Part of the difficulty borrowers have is the several steps they usually have to take between identifying the property they want to buy, concluding a lending agreement with the mortgage provider, and actually taking possession of the property.

The requirements for traversing this seeming maze were some of the issues addressed by Wanica Purkiss, a mortgage specialist at Jamaica National Building Society, at the recent personal finance seminars hosted by First Global Bank.

A mortgage, Purkiss explained, is "money loaned on the security of freehold property (real estate) and the borrower performs the conditions of the mortgage by repaying a given sum (principal and interest) over an agreed period of time".

"A mortgage deed is a legally binding agreement," she said. "It sets out the terms and conditions of a mortgage loan between the mortgagor and the mortgagee.'

Features of this type of loan are that it is long term, that is, the borrower may have up to 35 years to repay, the borrower presents collateral, and there is a schedule for repayment of principal and interest.

The borrower must be able to satisfy the lending institution's loan-servicing criteria.

Along with the concern for repayment, the lender also checks on the borrower's ability to fund the transaction costs. For purchase of a home, these are:

Legal Costs

  • Attorney's costs

  • Preparation of sale agreement.

    Statutory Costs - Transfer

  • Half of the stamp duty

  • Half of the registration fee.

    Cost to produce documents to support loan

  • Valuation report

  • Surveyor's identification report

    According to Purkiss, mortgage companies use what they label as the 'Five Cs' in assessing the potential borrower:

  • Character - the willingness of a borrower to repay debts.

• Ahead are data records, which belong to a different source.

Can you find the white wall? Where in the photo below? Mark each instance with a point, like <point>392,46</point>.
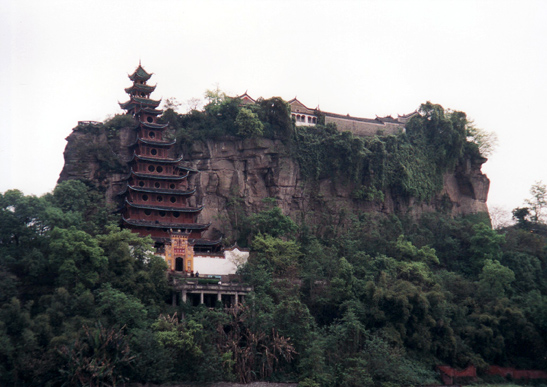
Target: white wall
<point>220,266</point>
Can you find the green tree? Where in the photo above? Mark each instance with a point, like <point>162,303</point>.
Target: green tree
<point>248,124</point>
<point>538,201</point>
<point>485,141</point>
<point>495,279</point>
<point>76,258</point>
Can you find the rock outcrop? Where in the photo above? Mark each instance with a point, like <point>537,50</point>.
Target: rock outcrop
<point>247,171</point>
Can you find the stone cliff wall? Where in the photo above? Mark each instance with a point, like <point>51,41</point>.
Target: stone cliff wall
<point>247,171</point>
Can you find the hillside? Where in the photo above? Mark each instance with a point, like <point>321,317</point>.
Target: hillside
<point>312,172</point>
<point>372,261</point>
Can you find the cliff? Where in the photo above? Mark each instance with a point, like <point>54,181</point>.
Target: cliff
<point>245,171</point>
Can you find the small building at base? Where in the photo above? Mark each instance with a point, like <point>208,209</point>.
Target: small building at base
<point>181,257</point>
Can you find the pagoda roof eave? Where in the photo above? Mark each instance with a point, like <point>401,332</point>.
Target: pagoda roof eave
<point>205,242</point>
<point>158,177</point>
<point>190,170</point>
<point>140,74</point>
<point>152,111</point>
<point>155,160</point>
<point>162,191</point>
<point>152,125</point>
<point>155,143</point>
<point>180,226</point>
<point>140,87</point>
<point>161,208</point>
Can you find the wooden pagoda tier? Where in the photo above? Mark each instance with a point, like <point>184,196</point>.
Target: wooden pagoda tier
<point>157,198</point>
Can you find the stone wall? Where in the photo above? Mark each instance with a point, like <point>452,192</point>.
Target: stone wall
<point>247,171</point>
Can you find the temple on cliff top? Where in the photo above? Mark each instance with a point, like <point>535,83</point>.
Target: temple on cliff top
<point>158,191</point>
<point>358,126</point>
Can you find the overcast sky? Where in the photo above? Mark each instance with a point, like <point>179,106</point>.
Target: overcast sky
<point>65,61</point>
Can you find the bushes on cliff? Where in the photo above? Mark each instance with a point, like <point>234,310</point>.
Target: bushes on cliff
<point>408,165</point>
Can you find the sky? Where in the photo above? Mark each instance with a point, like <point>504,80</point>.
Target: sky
<point>66,61</point>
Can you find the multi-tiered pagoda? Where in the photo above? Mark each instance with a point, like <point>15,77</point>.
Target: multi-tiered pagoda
<point>158,192</point>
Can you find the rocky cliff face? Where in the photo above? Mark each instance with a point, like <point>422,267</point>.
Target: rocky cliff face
<point>247,171</point>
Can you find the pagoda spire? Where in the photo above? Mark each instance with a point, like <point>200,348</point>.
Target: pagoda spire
<point>158,199</point>
<point>139,104</point>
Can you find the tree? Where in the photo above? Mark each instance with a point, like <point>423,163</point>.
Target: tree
<point>486,141</point>
<point>495,278</point>
<point>538,201</point>
<point>248,124</point>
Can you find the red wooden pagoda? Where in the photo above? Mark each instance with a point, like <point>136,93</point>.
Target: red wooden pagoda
<point>158,192</point>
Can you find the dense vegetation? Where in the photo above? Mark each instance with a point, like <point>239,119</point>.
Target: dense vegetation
<point>374,300</point>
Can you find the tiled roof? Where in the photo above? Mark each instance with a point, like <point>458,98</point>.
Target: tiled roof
<point>163,191</point>
<point>147,89</point>
<point>140,74</point>
<point>164,208</point>
<point>180,226</point>
<point>152,125</point>
<point>159,177</point>
<point>157,160</point>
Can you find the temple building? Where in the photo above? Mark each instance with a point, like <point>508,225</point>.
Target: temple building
<point>158,192</point>
<point>305,116</point>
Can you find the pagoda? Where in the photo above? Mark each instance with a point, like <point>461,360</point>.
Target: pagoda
<point>156,199</point>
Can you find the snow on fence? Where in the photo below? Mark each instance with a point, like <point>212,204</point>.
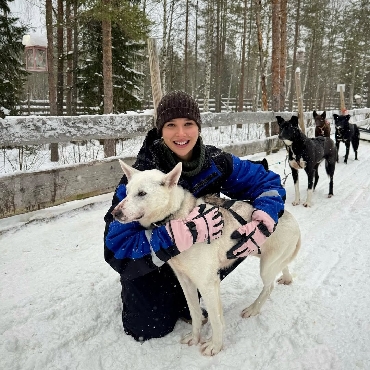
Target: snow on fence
<point>23,192</point>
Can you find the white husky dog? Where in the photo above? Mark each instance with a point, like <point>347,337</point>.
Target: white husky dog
<point>153,196</point>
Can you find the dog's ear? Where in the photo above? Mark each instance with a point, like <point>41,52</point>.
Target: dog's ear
<point>280,120</point>
<point>127,170</point>
<point>294,120</point>
<point>172,178</point>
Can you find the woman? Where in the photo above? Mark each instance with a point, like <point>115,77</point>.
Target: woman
<point>151,295</point>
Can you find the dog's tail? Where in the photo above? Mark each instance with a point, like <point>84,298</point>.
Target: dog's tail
<point>356,138</point>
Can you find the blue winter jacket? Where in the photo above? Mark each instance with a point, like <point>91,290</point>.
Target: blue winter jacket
<point>127,248</point>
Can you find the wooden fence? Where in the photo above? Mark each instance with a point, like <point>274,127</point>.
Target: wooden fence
<point>28,191</point>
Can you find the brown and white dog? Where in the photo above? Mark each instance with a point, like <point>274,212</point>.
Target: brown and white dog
<point>153,196</point>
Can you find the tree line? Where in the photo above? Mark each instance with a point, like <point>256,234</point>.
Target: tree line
<point>243,49</point>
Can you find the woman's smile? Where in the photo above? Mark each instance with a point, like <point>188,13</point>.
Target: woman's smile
<point>181,135</point>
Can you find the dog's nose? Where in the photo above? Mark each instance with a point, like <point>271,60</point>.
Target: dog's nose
<point>117,213</point>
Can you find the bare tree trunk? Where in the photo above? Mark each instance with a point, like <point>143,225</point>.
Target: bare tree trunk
<point>54,154</point>
<point>261,58</point>
<point>110,144</point>
<point>50,58</point>
<point>295,47</point>
<point>283,53</point>
<point>60,62</point>
<point>275,64</point>
<point>155,75</point>
<point>186,47</point>
<point>242,67</point>
<point>164,48</point>
<point>69,58</point>
<point>75,57</point>
<point>209,34</point>
<point>264,104</point>
<point>196,48</point>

  • Capacity - ability to generate the necessary cash flow required to meet obligations.

  • Collateral - the quality, value and marketability of the security.

  • Capital - the borrower's financial position in terms of assets, liabilities and net worth;

  • Conditions, which may be required of the borrower in order for him or her to get the loan. Conditions could also refer to external factors that can affect the decision to lend or not to lend, such as the state of the economy.

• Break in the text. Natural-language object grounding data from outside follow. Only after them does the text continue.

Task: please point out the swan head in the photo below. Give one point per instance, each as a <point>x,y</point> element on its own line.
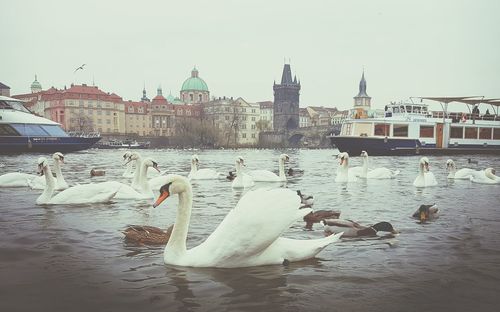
<point>132,156</point>
<point>149,162</point>
<point>174,184</point>
<point>42,163</point>
<point>424,164</point>
<point>284,157</point>
<point>450,164</point>
<point>58,157</point>
<point>343,159</point>
<point>240,161</point>
<point>384,227</point>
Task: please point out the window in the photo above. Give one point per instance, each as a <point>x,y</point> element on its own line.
<point>496,133</point>
<point>456,133</point>
<point>400,130</point>
<point>470,133</point>
<point>426,131</point>
<point>485,133</point>
<point>6,130</point>
<point>381,129</point>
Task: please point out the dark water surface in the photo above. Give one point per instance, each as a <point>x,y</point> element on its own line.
<point>73,258</point>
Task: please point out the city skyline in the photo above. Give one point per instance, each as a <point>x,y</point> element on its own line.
<point>406,49</point>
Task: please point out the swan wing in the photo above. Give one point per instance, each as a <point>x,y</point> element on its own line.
<point>258,219</point>
<point>263,176</point>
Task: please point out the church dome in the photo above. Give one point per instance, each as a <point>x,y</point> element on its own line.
<point>194,83</point>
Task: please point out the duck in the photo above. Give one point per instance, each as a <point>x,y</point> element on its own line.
<point>485,177</point>
<point>201,174</point>
<point>377,173</point>
<point>463,174</point>
<point>39,182</point>
<point>343,174</point>
<point>242,179</point>
<point>79,194</point>
<point>318,216</point>
<point>147,235</point>
<point>306,200</point>
<point>426,212</point>
<point>268,176</point>
<point>129,171</point>
<point>354,229</point>
<point>248,236</point>
<point>425,178</point>
<point>470,161</point>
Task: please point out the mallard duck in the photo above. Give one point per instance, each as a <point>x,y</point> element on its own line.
<point>147,235</point>
<point>306,200</point>
<point>426,212</point>
<point>354,229</point>
<point>317,216</point>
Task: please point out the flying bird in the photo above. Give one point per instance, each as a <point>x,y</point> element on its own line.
<point>81,67</point>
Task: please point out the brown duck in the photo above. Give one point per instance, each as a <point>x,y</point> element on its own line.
<point>317,216</point>
<point>147,235</point>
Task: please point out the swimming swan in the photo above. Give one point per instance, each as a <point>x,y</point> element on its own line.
<point>248,236</point>
<point>377,173</point>
<point>268,176</point>
<point>201,174</point>
<point>79,194</point>
<point>242,179</point>
<point>424,178</point>
<point>463,174</point>
<point>343,174</point>
<point>38,183</point>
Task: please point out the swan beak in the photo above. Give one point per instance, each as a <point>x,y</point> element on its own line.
<point>160,199</point>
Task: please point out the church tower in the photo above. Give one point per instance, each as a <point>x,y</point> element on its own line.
<point>362,100</point>
<point>286,102</point>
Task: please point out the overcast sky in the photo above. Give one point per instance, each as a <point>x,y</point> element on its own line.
<point>408,48</point>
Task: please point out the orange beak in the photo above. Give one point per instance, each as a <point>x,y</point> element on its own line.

    Useful steps in buying a home

    If you are thinking of purchasing a home for say $10 million and need to borrow around $8.5 million, here are some of the steps that Jamaica National Building Society's Wanica Purkiss suggests you should take to make the process easier.

  • Obtain pre-approval from your mortgage-loan provider. Where appropriate assess your National Housing Trust benefit for funding under the Joint Financing Mortgage Programme.

  • Identify financing for interim funding.

    Use your pre-approval to shop for a suitable property.

  • Engage the services of a realtor, whose expertise can be useful in identifying a suitable property;

  • Engage the services of an attorney-at-law who practises in conveyancing.

    Limits the borrower might want to consider

    Purchasing a unit that is now affordable or can be improved on in later years. You may not be able to afford your dream home at this time.

  • Where affordability is an issue, you may consider purchasing with a trusted family member or trusted friend.

  • You may want to consider your options to construct a dwelling in stages as against purchasing a completed unit.

    Owning property may create wealth, bring peace of mind

    Like other borrowings, a mortgage is a debt, but it often brings with it a "peace of mind in the security of ownership/property tenure", said Purkiss.

    There is also the fact that with this kind of debt comes the acquisition of assets and creation of wealth.

    Moreover, having the debt may allow for the "holding of cash for emergency and other investment purposes and the ability of the borrower to utilise equity in property for other purposes, e.g. education for your children".

    Other advantages are that a mortgage can be transferred with a change in ownership; borrowing can provide a means of monthly income in later years, e.g. reverse mortgage and an individual's consistent repayments over time helps to establish credit worthiness.